• Hi everybody,

    I’m experiencing some odd behavior. I have quite a large database for a multi-author website (not multisite). There’s 6 or 7 custom post types, custom taxonomies, almost 80k of posts (all post types combined), postmeta about 400k rows and around 80k images. That’s a lot I’d say, but I have a really strong machine (self-hosted) to handle all this and I have a caching plugin in place (Cachify btw, which does a great job).

    The frontend is lightning fast, cached and uncached. So is the admin backend for me as an administrator. But roles other than admin, such as a regular editor, have quite a slow admin backend. Not unusably slow, but 4 sec for page load time on list views and on post edit screens. The admin gets those screens in 0.7 sec. Any idea where this may come from?

    According to Query Monitor plugin the slow views for the editors do not come from slow DB queries, they’re at around 0.2 sec. So might this be a PHP related issue? But how can this be different for admins and editors?

    BTW, I tried this plugin: https://github.com/alleyinteractive/wp_enqueue_media_override since the wp_enqueue_media function for audio and video files seemed to slow down things, but that wasn’t the problem (but caused another one).

    Thanks!
    Thomas

Viewing 2 replies - 1 through 2 (of 2 total)
  • fwu2016

    (@fwu2016)

    We have encountered the same strange issue. Any updates on how to fix this issue?
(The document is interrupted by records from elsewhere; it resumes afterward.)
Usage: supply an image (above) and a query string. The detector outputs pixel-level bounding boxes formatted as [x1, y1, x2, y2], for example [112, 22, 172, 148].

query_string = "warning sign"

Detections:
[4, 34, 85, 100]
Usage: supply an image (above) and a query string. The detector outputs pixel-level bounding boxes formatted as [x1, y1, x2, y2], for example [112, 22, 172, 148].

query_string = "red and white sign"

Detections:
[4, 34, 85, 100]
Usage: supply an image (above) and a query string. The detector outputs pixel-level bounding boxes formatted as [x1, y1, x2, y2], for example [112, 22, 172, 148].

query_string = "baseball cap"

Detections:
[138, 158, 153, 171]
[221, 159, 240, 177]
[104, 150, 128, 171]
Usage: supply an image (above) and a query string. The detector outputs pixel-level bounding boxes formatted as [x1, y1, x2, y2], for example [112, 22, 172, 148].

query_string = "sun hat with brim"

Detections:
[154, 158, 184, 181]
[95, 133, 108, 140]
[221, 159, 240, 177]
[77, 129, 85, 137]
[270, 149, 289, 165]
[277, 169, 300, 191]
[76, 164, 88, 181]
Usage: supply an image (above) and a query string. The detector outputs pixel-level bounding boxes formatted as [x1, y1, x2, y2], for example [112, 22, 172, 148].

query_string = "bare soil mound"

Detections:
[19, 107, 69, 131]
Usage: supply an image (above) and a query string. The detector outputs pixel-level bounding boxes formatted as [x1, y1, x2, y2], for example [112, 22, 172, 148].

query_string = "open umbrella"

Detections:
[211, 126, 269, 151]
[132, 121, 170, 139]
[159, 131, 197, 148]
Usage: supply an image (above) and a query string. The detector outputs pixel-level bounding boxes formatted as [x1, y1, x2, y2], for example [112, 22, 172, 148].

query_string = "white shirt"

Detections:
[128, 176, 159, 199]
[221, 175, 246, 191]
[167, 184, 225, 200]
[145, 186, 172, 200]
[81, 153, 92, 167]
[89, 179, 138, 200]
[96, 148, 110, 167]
    Thread Starter achthomas

    (@achthomas)

    i have run into this issue again for another site, so i decided to have another look into it again. what i’ve overlooked last time was the HTTP requests that query monitor lists. those http request seem to check api.www.ads-software.com for updates and add 3-4 secs to a page load, but strangely only for non-admin roles. so i added a little code to a custom plugin which disable those checks for non-admins. they don’t need that, since the admin takes care of housekeeping.

    
    add_filter('pre_http_request', function() {
        if(!current_user_can('update_core')){
    		return;
    	}
    });
    

    fixed the issue for me. if a non-admin logs in, the requests get circumvented by forcing (quick) timeouts.

    hope this helps.

    • This reply was modified 7 years, 5 months ago by achthomas.